CW: Können Sie das konkretisieren?

Dazu habe ich noch nicht genug Auslastungs-Analysen gesehen.

CW: Wie beantwortet der amerikanische Anwender die Frage "make or buy"?

Vor einigen Jahren wurden auch bei uns die meisten Programme vom Anwender geschrieben. Und entsprechend groß waren die Programmierstäbe in den Rechenzentren. Man probierte verschiedene Programmiersprachen aus, um möglichst effektiv zu sein. Inzwischen hat sich die Erkenntnis durchgesetzt, daß es sich nicht auszahlt, beispielsweise ein Anwendungsprogramm Lohn und Gehalt oder Fakturierung selbst zu schreiben. Zumal die Wartung individueller Programme eine harte Sache ist.

CW: Unabhängige Software-Spezialisten behaupten, daß Programmierer im Durchschnitt 70 Prozent ihrer Arbeitszeit für Programmwartung verwenden.
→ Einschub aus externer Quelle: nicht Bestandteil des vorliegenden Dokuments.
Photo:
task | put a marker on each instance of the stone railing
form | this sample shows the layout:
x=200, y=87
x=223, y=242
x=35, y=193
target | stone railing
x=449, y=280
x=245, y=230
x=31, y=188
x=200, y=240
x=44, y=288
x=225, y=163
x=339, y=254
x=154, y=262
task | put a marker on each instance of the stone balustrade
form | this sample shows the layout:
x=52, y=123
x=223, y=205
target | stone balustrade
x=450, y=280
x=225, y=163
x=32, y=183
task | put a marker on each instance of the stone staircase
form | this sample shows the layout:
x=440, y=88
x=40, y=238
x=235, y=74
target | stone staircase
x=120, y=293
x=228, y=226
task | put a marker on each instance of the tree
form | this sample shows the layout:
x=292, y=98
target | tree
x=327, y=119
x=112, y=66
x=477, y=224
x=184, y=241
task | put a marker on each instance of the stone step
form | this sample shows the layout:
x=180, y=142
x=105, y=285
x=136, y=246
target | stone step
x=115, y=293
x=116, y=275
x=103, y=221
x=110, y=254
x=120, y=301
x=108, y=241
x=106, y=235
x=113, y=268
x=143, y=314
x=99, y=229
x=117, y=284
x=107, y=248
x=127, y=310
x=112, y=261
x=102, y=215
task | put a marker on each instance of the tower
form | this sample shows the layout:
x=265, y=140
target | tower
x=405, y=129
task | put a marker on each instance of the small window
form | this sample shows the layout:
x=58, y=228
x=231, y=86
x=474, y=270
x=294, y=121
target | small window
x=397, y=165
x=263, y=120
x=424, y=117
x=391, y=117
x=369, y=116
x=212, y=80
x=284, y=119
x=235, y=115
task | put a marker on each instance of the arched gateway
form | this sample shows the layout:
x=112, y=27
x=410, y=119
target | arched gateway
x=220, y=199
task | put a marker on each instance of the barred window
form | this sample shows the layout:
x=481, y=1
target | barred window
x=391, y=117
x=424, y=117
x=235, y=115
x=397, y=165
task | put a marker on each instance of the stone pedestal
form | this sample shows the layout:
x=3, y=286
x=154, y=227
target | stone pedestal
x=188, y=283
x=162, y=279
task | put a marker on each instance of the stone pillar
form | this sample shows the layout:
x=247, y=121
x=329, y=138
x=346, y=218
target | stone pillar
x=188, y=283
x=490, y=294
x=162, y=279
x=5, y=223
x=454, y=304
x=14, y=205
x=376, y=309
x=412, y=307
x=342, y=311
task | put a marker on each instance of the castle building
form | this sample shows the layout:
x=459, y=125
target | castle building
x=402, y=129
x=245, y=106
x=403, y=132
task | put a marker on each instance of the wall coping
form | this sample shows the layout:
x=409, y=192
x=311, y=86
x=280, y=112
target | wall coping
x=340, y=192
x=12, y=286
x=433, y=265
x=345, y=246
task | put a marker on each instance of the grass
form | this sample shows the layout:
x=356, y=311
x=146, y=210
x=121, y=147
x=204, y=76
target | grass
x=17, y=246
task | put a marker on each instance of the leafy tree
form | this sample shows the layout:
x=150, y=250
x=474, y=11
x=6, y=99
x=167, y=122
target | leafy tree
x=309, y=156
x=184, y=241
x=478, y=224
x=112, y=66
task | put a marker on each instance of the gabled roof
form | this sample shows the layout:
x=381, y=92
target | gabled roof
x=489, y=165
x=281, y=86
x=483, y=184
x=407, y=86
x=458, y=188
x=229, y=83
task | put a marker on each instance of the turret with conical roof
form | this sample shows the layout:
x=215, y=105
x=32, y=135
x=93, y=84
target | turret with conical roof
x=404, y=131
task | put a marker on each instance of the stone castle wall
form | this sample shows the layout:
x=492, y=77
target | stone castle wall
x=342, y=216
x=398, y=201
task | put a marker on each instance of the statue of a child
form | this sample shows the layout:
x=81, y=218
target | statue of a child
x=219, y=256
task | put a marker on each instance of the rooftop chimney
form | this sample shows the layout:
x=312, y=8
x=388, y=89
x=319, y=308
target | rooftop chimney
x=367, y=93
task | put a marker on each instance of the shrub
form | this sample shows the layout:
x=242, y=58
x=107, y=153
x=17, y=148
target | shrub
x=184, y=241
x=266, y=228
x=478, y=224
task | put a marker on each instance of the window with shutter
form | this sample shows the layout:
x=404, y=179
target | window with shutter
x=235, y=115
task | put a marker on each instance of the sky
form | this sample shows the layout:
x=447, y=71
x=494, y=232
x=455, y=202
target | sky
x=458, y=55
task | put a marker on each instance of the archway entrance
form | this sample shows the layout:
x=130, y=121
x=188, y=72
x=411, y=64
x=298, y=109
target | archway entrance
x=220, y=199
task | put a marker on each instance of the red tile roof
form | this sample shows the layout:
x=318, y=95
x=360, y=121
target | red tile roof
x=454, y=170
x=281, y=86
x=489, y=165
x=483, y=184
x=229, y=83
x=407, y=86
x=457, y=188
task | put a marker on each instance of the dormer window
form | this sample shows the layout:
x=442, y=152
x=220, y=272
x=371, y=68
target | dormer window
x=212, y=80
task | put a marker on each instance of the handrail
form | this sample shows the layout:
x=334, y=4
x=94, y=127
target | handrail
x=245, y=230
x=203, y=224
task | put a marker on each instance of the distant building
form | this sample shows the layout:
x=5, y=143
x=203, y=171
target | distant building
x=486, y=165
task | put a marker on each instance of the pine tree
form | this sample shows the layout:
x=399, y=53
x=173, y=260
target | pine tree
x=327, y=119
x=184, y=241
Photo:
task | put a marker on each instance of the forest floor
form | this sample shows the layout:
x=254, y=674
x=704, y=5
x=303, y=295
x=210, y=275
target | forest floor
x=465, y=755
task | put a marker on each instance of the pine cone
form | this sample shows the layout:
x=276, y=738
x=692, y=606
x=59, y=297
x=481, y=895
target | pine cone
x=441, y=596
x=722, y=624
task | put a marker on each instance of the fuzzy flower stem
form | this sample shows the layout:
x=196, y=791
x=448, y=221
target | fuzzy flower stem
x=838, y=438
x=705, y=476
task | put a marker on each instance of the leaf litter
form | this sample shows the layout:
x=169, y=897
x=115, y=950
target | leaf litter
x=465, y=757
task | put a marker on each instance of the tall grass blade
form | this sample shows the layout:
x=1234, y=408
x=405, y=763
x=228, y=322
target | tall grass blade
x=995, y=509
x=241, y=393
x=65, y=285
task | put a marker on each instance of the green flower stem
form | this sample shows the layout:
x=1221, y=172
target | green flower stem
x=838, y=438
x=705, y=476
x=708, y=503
Das ist das große Problem. Die genannte Prozentzahl dürfte stimmen. Anzumerken ist, daß Wartung in diesem Zusammenhang auch zu verstehen ist als Fehlersuche in Programmen, die aus irgendeinem Grund nicht zum Laufen gekommen sind.

CW: Heißt das, die amerikanischen Anwender sehen den größten Vorteil von Fremdsoftware darin, daß der Verkäufer die Wartung übernehmen muß?

Genau. Denn die Wartung von Programmen ist sehr teuer. Ganz abgesehen davon, daß die verkleinerten Programmierstäbe heute kaum noch Zeit haben, alte Programme zu pflegen. Wenn man also ein Programm findet, das die betrieblichen Aufgaben erfüllt, sollte es gekauft werden. Und wenn es nicht exakt alle Bedürfnisse abdeckt, können ja Änderungen eingefügt werden.

CW: Sie werfen demnach europäischen Anwendern vor...

... noch zu sehr an der Idee des Selbermachens festzuhalten. "Schließlich haben wir Programmierer, warum sollen die nicht programmieren", ist so ein Einwand, den ich hier des öfteren gehört habe.

CW: Hat sich in den USA die strukturierte Programmierung durchgesetzt?

Sicherlich werden die neuen Techniken bei uns schon häufiger eingesetzt, aber die Meinung, daß in den Staaten durchwegs strukturiert gearbeitet wird, ist falsch.

CW: Wo liegen in Zukunft die Schwerpunkte der Software-Entwicklung?

Online-Datenerfassung und -verarbeitung erzwingen den Einsatz komfortablerer Datenbanksysteme, verbesserter Speicherungs- und Zugriffsmethoden. Das sind die Bereiche, die stark im Kommen sind. Jack Martin (38) ist Geschäftsführer der Firma Datachron, die sich mit der Entwicklung von Systemprogrammen, insbesondere Optimierungswerkzeugen, beschäftigt.

Datachron-Produkte wie COSY und Jasper werden in der Bundesrepublik von Hübner & Mergard, Frankfurt, vertrieben.